Die Beschneidung als Bundeszeichen (17,1-7)
Als Abram neunundneunzig Jahre alt war, erschien ihm der Herr und sprach zu ihm: Ich bin Gott, der Allmächtige. Geh deinen Weg vor mir, und sei rechtschaffen! Ich will einen Bund stiften zwischen mir und dir und dich sehr zahlreich machen. Abram fiel auf sein Gesicht nieder; Gott redete mit ihm und sprach: Das ist mein Bund mit dir: Du wirst Stammvater einer Menge von Völkern. Man wird dich nicht mehr Abram nennen. Abraham (Vater der Menge) wirst du heißen; denn zum Stammvater einer Menge von Völkern habe ich dich bestimmt. Ich mache dich sehr fruchtbar und lasse Völker aus dir entstehen; Könige werden von dir abstammen. Ich schließe meinen Bund zwischen mir und dir samt deinen Nachkommen, Generation um Generation, einen ewigen Bund: Dir und deinen Nachkommen werde ich Gott sein.

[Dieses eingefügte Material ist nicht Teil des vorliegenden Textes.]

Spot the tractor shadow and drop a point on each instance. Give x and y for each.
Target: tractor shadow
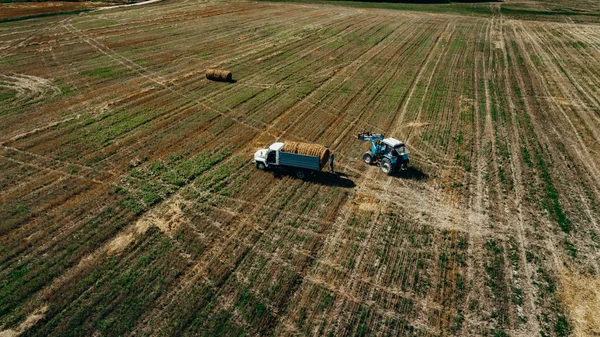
(322, 178)
(411, 173)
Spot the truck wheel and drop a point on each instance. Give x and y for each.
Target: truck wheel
(368, 157)
(386, 166)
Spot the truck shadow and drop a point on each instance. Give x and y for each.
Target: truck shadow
(411, 173)
(322, 178)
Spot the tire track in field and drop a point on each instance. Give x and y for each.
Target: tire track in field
(345, 213)
(587, 160)
(530, 309)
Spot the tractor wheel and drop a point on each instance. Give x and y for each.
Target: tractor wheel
(386, 166)
(368, 157)
(300, 174)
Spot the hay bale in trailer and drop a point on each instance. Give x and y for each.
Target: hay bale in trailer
(219, 75)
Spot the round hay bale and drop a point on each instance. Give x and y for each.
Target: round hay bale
(308, 150)
(219, 75)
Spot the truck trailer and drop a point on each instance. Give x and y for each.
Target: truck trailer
(300, 159)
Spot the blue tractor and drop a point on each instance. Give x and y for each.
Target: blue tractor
(388, 153)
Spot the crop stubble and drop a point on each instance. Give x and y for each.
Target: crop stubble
(501, 116)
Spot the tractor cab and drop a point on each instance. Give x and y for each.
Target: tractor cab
(394, 147)
(388, 153)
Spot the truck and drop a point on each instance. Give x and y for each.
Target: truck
(276, 158)
(389, 154)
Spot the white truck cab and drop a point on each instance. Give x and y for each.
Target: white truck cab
(265, 157)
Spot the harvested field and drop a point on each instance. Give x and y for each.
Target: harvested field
(128, 205)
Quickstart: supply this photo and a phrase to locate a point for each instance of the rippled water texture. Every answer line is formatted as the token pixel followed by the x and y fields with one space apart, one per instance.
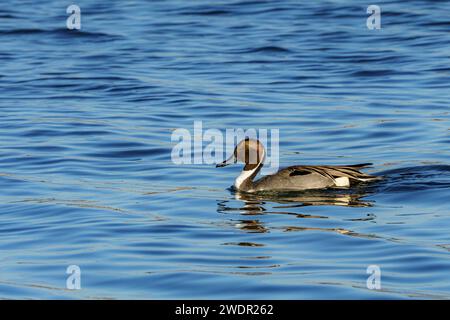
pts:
pixel 86 176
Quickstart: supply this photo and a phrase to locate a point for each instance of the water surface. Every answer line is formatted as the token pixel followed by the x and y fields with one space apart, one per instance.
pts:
pixel 86 176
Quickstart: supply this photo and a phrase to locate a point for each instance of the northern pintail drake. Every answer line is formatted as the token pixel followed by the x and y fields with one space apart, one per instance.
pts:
pixel 295 178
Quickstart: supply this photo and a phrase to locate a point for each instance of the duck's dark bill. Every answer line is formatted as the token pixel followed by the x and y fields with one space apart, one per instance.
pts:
pixel 230 160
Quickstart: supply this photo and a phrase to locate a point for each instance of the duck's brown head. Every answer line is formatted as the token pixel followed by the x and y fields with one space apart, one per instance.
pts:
pixel 248 151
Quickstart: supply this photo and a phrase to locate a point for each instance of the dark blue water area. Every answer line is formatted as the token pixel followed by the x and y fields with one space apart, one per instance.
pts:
pixel 86 174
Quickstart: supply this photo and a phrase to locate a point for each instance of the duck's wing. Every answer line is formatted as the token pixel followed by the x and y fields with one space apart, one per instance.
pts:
pixel 333 172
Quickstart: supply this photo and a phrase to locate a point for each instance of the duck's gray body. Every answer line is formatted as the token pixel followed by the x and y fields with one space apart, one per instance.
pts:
pixel 297 178
pixel 294 178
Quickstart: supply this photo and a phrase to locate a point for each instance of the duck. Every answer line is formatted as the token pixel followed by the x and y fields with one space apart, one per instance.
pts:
pixel 252 153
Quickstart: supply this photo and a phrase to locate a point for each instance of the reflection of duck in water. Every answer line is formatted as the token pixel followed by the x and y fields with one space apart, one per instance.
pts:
pixel 294 178
pixel 309 198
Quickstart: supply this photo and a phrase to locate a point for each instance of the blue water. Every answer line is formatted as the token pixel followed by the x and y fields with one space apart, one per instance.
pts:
pixel 86 176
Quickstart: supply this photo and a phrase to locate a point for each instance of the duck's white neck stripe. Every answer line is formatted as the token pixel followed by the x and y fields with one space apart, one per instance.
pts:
pixel 245 174
pixel 242 177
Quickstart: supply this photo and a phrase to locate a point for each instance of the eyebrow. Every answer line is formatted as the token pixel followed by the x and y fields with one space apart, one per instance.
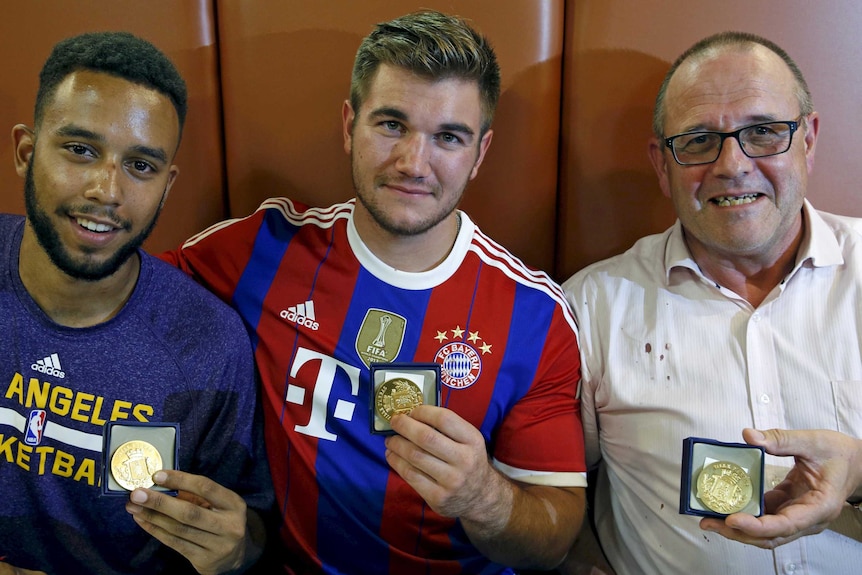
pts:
pixel 399 115
pixel 73 131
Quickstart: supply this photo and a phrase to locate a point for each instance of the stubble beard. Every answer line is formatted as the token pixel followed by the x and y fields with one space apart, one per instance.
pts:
pixel 389 224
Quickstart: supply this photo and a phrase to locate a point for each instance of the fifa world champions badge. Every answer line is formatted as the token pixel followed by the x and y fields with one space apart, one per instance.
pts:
pixel 397 388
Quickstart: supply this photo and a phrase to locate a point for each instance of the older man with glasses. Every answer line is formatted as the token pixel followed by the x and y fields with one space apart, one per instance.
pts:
pixel 744 314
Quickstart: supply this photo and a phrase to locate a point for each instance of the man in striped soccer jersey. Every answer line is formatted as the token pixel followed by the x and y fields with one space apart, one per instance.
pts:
pixel 491 479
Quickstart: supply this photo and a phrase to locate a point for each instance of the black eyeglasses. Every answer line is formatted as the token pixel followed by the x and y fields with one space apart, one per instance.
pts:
pixel 756 141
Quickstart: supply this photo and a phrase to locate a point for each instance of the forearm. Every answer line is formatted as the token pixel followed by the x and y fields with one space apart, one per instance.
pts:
pixel 856 469
pixel 526 526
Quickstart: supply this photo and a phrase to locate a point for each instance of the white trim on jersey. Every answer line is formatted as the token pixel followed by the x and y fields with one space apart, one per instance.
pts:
pixel 555 478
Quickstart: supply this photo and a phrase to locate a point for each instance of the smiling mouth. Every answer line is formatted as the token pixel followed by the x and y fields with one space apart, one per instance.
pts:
pixel 93 226
pixel 725 201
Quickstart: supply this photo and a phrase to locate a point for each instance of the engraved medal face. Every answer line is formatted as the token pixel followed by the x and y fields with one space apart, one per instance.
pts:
pixel 724 487
pixel 134 463
pixel 398 395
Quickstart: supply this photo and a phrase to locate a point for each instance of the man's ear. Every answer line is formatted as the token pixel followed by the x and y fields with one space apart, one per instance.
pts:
pixel 659 163
pixel 348 116
pixel 484 144
pixel 24 143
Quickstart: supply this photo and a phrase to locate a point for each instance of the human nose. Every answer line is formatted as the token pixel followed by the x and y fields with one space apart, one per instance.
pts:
pixel 106 186
pixel 413 156
pixel 732 161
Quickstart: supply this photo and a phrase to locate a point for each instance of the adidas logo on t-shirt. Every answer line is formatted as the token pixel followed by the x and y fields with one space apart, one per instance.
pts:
pixel 49 366
pixel 302 314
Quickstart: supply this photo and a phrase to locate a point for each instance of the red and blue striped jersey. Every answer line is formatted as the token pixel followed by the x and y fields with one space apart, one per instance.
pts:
pixel 314 299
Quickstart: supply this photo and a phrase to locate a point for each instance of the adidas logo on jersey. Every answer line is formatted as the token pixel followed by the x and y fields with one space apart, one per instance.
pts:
pixel 302 314
pixel 49 366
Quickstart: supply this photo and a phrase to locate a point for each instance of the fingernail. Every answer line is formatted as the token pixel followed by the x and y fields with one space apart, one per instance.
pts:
pixel 758 435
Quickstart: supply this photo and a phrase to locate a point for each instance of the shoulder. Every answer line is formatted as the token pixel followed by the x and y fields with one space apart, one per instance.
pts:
pixel 176 306
pixel 844 225
pixel 511 268
pixel 644 262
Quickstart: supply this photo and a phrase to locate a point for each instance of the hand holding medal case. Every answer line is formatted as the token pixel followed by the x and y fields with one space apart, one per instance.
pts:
pixel 398 388
pixel 133 451
pixel 721 478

- Was spricht Sie in diesen Texten besonders an: die Haltung Abrahams, das Versprechen Gottes, oder etwas anderes?
- Haben Sie den Eindruck, dass der Glaube auch heute zu einem neuen Anfang, zu Veränderungen im Leben motiviert? Und wenn ja: auf welche Weise?
Eine Erfahrung
„Ich glaube, ich fühle mich ein bisschen wir Abraham. Denn heute bedeutet Christsein, sich oft am Rand zu fühlen, weil man einen Weg gewählt hat, den im Allgemeinen kaum jemand geht. Natürlich hat jeder seinen eigenen Weg. Für mich bedeutet das, dass der Glaube mich in Bewegung setzt, und ich möchte weitergehen. Ich zähle auf Gott. Er ermutigt uns, wenn wir bequem werden wollen, oder wenn wir kein Vertrauen zu anderen Menschen haben. Einen Glauben zu haben, voller Begeisterung, und sich dabei wie im siebenten Himmel fühlen, das ist vielleicht ein Augenblick. Aber wenn man nur das will, dann ist man sowieso unglaubwürdig.
Wenn Gott uns begleitet, dann stellt er uns mit den Füßen auf die Erde. Mit Christus ist der Weg immer interessant. Als Christ zu leben bedeutet, jeden Tag Neues zu entdecken. Christus spricht jeden Tag zu uns, er lässt uns jeden Tag Menschen begegnen. Und vor allem gibt es das Gebet, um das Wort Gottes zu hören.“
- Gibt es in diesem Zeugnis Aspekte, die sich mit Ihrer Erfahrung decken? Wenn ja: welche?
- Gott kommt, um uns zu begegnen. Welche Beziehung möchte er Ihrer Meinung nach mit jenen, die ihn suchen?
- Gott eröffnet einen Weg. Wie soll dieser Weg – Ihrer Meinung nach – aussehen für jene Menschen, die zu ihm Vertrauen haben?
GEBET
Das Glück ist oft lange Zeit abwesend,
doch der Mensch glaubt ganz fest, es schon gesehen und erlebt zu haben.
Immer wieder macht er den Fehler,
es so hoch und faszinierend erleben zu wollen,
dass es unerfüllbar, unerreichbar wird.
Oftmals schreitet das Leben voran
in Durchschnittlichkeit, Alltäglichkeit, Begrenztheit
und mit einem Bedauern über das, was man nie erlebt hat.
Wie kann man da noch hoffen?
Denn zu lange hat man sich getröstet:
Es wird schon kommen
morgen
morgen
vielleicht morgen …
Aber das hat man sich schon vorgestern gesagt
und man ist nur älter geworden.
Der Traum vom Glück ist noch immer da.
Er klopft an die Tür,
doch er verschwindet, sobald ich ihm öffnen möchte.
So viele haben mir gesagt, wie ich bin,
aber warum ich bin,
das wüsste ich gerne.
Das wäre mir wichtig.
Die Sehnsucht nach einer absoluten Erfüllung hilft nicht:
Der Mensch wartet auf Gott vielleicht sein ganzes Leben lang
in dieser Zeit
und Gott:
er wartet vielleicht in der Ewigkeit … ?
Wie kann man die Hoffnung auf eine Begegnung bewahren?